§ 1. Mr. Robert Hicks
To ask the Secretary of State for Foreign and Commonwealth Affairs what is the latest position concerning the establishment of a middle east conference; and if he will make a statement.
§ The Secretary of State for Foreign and Commonwealth Affairs (Mr. Douglas Hurd)
The United States Secretary of State is continuing his attempts to secure the agreement of all parties to the convening of a peace conference. He has our full support.
§ Mr. Hicks
While acknowledging the error of judgment made by the leadership of the Palestine Liberation Organisation during the recent Gulf crisis, may I ask my right hon. Friend whether he agrees that the problems associated with the Palestinian people remain and, indeed, that their solving is central to obtaining any middle east settlement? Is not it about time that the international community, including the Americans and the Israelis, gave them some positive encouragement to act in a positive way?
§ Mr. Hurd
I believe that Mr. Baker's initiative is very much in the interests of the Palestinians. I agree with my hon. Friend that the PLO cannot be ignored because it 976 made a grievious mistake in the Gulf war, but it can help by supporting the Palestinian leadership in the occupied territories and by re-emphasising its National Council strategy of 1988 on a negotiated settlement with Israel.
§ Mr. Strang
Since later today the United Nations Security Council will consider another aspect of the aftermath of the Gulf war—what proportion of future Iraqi oil revenues will be used for the rehabilitation of Kuwait—do the British Government support the proposition that 30 per cent. of those revenues should be used for that purpose or would they, like the United States Administration, prefer the figure to be increased? In any case, the sooner a settlement is reached the better, regardless of whether the figure is 30 or 50 per cent.
§ Sir Dennis Walters
With regard to the middle east peace process, as the weeks and months go by and no advance is made on the Baker initiative, does my right hon. Friend agree that the time has come for a more vigorous approach to be adopted, or are we going to accept that Mr. Shamir has the right to veto any progress towards peace while continuing to defy international law and the United Nations resolutions and that, therefore, double standards apply in the middle east and will be tolerated?
§ Mr. Hurd
The present position is that President Bush is waiting for a reply from several middle eastern leaders to letters that he sent after Mr. Baker's latest visit, setting out the areas of agreement and disagreement. There has been some progress, as my hon. Friend will know, but it is not decisive. I believe that an initiative backed and led by the United States is essential if there is to be progress towards peace and we should continue to support it as long as there is life in it. I believe that there still is.
§ Mr. Kaufman
With regard to two of the potential participants in any middle eastern peace conference, will the right hon. Gentleman tell the Kuwaiti Government that those of us who were most determined that Kuwait should be liberated are among the most saddened and worried by the capital sentences being passed in Kuwait and by the capital trials taking place there? Will he ask the Kuwaiti Government to abandon them?
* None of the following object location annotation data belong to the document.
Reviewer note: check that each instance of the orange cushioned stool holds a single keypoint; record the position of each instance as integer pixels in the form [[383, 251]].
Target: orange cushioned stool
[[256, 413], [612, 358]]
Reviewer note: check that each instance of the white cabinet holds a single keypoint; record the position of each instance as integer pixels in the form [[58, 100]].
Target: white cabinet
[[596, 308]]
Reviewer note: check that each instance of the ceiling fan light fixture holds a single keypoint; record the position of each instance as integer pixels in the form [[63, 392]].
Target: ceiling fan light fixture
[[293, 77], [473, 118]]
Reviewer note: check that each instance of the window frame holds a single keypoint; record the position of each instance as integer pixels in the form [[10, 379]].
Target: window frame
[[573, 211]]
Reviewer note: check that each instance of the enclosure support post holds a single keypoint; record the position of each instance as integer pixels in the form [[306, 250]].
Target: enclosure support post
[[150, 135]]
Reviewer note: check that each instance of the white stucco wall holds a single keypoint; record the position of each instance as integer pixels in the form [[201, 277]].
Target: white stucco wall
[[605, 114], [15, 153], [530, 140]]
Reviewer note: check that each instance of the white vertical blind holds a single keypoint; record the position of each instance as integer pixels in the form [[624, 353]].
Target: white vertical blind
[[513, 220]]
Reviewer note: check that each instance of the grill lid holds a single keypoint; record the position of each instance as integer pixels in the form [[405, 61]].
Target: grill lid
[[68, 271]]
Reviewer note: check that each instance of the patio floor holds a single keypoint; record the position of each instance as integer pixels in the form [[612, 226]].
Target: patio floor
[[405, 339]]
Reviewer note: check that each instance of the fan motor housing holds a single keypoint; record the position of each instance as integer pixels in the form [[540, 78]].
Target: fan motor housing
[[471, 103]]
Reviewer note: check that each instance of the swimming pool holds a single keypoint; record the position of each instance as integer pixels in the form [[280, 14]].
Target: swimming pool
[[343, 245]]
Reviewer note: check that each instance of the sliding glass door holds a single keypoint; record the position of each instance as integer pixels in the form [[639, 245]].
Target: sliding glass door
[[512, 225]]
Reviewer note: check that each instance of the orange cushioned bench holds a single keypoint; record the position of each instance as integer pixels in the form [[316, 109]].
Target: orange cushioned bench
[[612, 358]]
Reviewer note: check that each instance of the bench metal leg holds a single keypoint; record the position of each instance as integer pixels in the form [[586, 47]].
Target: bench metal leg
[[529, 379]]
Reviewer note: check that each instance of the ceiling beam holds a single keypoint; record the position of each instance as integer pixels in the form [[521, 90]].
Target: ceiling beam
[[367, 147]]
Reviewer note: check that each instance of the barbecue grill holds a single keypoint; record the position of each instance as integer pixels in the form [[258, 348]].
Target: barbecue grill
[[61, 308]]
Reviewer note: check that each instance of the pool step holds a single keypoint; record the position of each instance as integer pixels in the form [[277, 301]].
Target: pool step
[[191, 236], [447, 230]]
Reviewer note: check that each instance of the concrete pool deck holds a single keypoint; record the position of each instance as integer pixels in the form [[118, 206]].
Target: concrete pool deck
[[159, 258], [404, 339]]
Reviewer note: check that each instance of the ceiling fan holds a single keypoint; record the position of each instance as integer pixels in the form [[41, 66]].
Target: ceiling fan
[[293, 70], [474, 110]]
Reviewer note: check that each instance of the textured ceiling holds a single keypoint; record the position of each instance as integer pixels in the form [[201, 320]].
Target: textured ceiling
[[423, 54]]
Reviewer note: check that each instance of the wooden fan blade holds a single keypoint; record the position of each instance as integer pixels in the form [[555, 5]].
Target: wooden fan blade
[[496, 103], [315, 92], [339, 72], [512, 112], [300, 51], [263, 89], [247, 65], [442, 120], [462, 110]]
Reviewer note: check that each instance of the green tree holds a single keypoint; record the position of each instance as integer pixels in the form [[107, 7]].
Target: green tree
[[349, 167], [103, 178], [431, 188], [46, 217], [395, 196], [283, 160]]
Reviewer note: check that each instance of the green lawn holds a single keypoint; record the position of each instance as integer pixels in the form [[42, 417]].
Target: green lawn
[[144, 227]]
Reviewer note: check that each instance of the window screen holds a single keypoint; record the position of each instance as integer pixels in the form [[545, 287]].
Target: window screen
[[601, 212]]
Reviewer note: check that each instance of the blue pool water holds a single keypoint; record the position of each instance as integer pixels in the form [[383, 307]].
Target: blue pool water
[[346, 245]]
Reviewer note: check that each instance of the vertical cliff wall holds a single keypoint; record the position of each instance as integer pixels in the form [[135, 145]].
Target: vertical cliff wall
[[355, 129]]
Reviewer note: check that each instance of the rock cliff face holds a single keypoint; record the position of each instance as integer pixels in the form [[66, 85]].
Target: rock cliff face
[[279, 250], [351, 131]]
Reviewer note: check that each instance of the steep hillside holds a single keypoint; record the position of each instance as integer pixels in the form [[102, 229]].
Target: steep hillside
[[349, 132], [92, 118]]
Will the right hon. Gentleman tell the Israeli Government that those of us who feel the warmest and closest feelings for Israel are those who feel most strongly that the continued building of settlements in the occupied territories is probably the greatest single obstacle to peace?
§ Mr. Hurd
I share the right hon. Gentleman's concern about the trials and sentences in Kuwait. As I understand it, the emir has not confirmed the sentences. Our views are known to him and he will read what the right hon. Gentleman has said. I also agree with what he said about the settlements. As we, our European partners and the American Secretary of State have made clear, there is no doubt that the continued policy of establishing settlements is one of the major obstacles to any sensible peace process.